Monday, May 26, 2008

PREDESTINATION



Few people remember that Currado Malaspina was born on October 1st 1953 and that his godfather was Francis Picabia. It was at Currado’s christening at L’Église Saint-Suplice where Picabia horrified the congregants by declaiming over the chorister’s sweet rendition of “The Little Road to Bethlehem,” his oft quoted aphorism, “It’s really only nonentities who have genius in their lifetime.”

Picabia died the following month and the episode in church became an absent hour in the Malaspina household.


One can’t help but speculate whether the luminous star of Picabia’s difficult intelligence somehow lodged like a paperweight within Currado’s subconscious. When one thinks of Malaspina’s work one realizes how he has consistently operated within the solemn, slow voice of satire.
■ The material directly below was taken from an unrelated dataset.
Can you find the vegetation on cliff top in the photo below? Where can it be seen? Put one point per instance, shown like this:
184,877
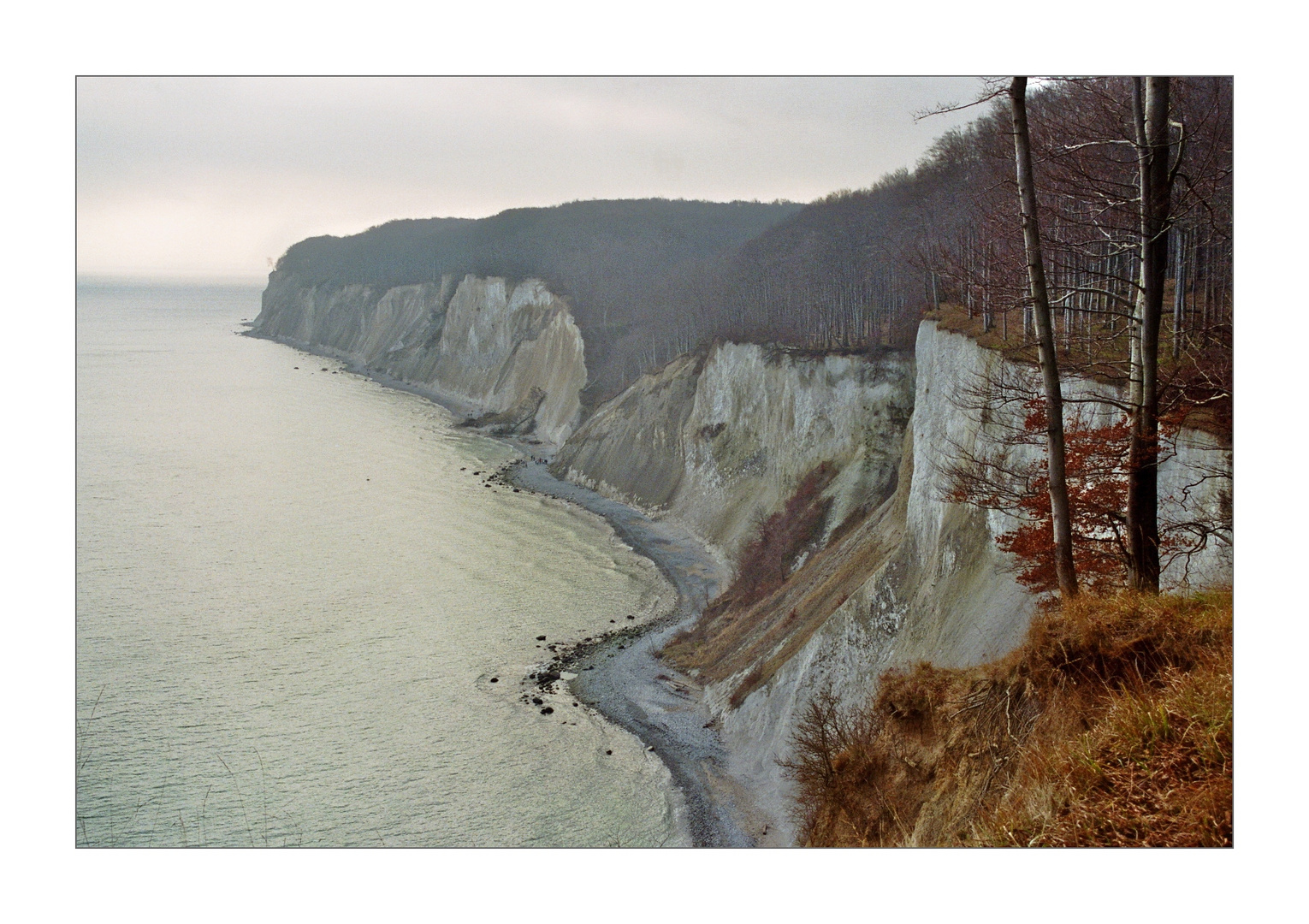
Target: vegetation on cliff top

Currado’s limitless capacity for impudence, his constant sniffing for sacred targets among the croupiers of the art world, his indifference to consequence, all evidence an irrational tenderness toward Picabian self-sabotage.


Currado Malaspina continues in his sixth decade, to be the incendiary guttersnipe, thumbing his trunk at the Brahmins of le beau monde. He convulsively makes art that throws a disquieting light on our melancholy failures.


Currado truly is a “monster of courage.”